On ""Ludlow Street,"" Casablancas outlines his love/hate relationship with drinking, condemning it for his faults while simultaneously heralding it as his only reprieve. It's a catch-22 that he's apparently lost in. The narrative weaves a cornucopia of nationalities and non sequiturs with about as much coherence as a man toppling from a barstool. What I'm suggesting is that Casablancas' successful songwriting had nothing to do with being drunk; rather, he wrote good songs when he didn't care enough not to drink.

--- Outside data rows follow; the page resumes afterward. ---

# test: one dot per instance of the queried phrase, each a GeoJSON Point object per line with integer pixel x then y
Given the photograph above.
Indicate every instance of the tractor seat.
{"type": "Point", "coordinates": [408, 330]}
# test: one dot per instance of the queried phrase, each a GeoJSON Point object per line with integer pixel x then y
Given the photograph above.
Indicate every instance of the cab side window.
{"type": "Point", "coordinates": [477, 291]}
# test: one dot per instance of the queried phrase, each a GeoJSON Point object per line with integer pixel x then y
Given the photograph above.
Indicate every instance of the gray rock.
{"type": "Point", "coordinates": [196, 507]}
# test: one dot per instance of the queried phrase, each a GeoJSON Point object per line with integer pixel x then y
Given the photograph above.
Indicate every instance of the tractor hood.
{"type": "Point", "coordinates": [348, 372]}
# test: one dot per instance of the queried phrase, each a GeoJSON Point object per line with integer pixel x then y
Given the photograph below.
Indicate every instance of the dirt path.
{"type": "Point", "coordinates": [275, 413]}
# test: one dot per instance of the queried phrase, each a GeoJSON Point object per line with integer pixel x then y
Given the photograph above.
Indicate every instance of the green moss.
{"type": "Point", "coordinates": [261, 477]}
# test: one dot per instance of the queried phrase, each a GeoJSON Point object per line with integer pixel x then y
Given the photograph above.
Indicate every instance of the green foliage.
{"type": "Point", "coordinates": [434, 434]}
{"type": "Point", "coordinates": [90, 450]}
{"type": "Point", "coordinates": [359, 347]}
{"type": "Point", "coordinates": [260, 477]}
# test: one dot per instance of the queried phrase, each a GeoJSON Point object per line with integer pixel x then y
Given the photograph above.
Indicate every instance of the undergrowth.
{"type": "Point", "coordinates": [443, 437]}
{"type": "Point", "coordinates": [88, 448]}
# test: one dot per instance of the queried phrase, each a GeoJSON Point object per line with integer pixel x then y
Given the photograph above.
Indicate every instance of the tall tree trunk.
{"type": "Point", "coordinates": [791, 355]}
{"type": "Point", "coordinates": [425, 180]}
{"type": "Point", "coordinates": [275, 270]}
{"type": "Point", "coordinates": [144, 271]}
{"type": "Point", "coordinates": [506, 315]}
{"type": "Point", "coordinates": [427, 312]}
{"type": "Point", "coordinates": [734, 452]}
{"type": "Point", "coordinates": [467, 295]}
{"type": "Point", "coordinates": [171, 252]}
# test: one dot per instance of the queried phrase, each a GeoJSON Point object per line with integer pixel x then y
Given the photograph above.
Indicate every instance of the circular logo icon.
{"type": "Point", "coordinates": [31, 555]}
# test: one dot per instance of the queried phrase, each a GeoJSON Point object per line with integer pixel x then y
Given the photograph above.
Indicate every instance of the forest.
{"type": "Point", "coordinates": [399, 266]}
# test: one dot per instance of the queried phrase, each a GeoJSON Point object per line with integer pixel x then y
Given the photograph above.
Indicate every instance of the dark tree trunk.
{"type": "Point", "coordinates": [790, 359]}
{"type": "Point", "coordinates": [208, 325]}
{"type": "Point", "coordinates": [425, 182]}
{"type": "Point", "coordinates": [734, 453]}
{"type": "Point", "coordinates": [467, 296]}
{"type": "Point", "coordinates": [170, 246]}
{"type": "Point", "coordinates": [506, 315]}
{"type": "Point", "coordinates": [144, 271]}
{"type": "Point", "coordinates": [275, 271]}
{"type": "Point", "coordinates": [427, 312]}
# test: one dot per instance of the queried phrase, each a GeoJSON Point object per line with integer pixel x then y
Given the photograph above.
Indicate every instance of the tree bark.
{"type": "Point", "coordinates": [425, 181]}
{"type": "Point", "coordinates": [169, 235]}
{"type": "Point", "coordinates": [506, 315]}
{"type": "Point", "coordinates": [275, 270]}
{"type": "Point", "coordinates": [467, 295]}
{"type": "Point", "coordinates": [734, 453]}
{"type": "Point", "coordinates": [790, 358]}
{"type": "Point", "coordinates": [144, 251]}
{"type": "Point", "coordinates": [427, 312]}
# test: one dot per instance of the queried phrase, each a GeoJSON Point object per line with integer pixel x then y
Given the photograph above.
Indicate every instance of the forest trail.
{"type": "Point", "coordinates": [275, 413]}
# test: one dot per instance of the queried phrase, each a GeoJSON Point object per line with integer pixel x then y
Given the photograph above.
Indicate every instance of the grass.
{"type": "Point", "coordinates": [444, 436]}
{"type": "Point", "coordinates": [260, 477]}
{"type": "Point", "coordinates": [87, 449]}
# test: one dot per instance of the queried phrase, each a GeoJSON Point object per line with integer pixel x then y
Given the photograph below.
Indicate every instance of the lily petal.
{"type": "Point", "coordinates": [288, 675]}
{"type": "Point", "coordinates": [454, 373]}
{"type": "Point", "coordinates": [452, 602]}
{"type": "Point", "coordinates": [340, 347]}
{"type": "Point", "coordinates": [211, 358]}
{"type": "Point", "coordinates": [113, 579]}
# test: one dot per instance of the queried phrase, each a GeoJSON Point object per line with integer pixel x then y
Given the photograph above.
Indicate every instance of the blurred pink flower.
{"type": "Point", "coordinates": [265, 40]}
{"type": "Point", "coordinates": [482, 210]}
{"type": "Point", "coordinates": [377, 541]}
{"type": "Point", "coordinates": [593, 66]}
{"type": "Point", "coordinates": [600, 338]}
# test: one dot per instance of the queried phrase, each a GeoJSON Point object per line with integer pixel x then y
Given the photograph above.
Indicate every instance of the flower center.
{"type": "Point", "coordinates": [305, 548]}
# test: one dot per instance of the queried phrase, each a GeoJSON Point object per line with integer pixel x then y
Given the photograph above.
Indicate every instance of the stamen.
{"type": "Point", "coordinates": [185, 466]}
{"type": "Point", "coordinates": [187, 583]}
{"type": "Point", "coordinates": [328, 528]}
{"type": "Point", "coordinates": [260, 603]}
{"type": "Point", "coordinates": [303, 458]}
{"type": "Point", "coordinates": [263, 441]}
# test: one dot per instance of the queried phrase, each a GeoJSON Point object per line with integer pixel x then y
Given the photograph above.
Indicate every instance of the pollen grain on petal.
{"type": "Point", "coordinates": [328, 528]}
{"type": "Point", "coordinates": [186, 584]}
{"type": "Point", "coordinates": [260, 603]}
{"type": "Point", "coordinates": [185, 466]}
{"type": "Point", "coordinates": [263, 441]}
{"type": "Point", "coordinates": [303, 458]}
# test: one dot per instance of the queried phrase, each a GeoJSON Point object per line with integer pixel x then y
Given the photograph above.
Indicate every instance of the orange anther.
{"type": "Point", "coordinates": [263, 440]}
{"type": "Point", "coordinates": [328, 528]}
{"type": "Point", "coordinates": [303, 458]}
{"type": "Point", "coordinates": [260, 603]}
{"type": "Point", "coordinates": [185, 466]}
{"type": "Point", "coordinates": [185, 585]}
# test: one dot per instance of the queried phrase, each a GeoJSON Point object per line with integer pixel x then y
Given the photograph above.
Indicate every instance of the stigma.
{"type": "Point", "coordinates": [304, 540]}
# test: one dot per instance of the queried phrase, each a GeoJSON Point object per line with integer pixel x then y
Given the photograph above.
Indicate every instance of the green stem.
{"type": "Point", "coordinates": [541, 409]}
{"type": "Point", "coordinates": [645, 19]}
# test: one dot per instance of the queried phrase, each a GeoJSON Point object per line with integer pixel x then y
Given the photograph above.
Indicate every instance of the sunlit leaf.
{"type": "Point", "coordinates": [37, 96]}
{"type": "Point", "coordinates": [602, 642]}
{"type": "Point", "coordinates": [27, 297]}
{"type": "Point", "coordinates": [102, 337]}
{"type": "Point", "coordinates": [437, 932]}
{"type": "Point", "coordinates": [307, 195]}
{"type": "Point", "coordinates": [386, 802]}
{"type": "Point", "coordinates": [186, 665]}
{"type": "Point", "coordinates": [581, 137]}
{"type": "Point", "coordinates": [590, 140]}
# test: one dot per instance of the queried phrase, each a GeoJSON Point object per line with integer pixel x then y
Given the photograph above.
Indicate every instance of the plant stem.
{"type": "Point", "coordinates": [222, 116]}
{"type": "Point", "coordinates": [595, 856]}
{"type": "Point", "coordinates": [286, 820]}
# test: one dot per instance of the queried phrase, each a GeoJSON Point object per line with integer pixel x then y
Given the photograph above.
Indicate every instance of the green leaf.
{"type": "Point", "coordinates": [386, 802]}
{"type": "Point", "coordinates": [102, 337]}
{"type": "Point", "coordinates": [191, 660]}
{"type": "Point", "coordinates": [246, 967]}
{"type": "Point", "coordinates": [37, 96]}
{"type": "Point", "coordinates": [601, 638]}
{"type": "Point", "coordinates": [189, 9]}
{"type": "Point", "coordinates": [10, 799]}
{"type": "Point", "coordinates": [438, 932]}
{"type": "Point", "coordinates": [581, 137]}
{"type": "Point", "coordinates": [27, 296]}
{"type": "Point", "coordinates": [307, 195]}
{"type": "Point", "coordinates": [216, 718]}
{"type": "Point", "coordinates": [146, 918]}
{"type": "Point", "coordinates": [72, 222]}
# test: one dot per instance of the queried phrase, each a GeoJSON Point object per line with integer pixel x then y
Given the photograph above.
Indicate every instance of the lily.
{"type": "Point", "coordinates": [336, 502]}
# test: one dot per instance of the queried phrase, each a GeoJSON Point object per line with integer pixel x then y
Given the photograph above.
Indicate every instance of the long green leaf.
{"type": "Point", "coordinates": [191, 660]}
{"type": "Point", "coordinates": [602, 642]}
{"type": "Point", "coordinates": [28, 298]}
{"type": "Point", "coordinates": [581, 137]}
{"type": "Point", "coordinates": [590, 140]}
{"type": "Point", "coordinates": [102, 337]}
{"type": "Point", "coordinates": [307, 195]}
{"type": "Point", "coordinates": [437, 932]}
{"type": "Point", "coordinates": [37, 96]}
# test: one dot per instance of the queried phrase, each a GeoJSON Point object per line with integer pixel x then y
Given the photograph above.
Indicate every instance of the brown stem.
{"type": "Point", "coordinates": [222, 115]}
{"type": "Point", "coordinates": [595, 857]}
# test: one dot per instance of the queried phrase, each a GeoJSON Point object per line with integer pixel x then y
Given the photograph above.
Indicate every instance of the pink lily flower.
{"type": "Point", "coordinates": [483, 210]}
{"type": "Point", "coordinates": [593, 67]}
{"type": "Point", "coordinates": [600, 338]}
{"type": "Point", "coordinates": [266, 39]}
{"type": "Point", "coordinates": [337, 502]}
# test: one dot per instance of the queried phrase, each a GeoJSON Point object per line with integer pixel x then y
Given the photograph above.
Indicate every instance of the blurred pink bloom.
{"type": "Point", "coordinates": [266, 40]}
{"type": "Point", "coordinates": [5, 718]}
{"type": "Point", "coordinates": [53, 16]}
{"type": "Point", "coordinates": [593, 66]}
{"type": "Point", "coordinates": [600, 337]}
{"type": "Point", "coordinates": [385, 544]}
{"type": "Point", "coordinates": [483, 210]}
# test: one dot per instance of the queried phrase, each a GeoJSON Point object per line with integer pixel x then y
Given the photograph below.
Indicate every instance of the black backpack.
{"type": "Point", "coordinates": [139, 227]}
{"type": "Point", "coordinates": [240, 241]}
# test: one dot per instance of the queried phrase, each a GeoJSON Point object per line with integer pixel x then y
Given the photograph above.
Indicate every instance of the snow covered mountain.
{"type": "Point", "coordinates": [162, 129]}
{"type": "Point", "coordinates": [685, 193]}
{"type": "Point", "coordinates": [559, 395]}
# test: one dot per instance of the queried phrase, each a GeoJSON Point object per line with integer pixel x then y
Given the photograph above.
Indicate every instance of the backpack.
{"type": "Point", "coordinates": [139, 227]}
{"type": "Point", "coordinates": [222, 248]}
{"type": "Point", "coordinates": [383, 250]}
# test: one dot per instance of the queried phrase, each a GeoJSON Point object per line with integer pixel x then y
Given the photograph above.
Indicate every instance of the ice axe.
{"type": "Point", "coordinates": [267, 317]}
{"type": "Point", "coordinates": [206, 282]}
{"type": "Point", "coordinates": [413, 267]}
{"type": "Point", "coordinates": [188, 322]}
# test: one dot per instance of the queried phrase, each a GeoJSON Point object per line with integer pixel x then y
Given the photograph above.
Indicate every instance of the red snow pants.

Despite Phrazes' inconsistencies, ""11th Dimension"" is the beacon of what a post-electronica Casablancas can become and an incredibly fulfilling glimmer of hope toward what a reunited Strokes could accomplish. It marks the only time he commits to one groove and delegates the rest to back-up duty, benefiting the whole like classic Strokes songs used to. The chords swell around each other without bumping elbows, creating a cohesive statement throughout the entire song.

Phrazes could be a catalyst to a paradigmatic shift, but even if so, it's nothing beyond a stepping stone. It's entirely reasonable to accept an alteration in style, and even a postmodern James Dean can adapt, but the frenzy of chords and tumultuously disjointed thematic content need to be honed down before any type of image can come into focus.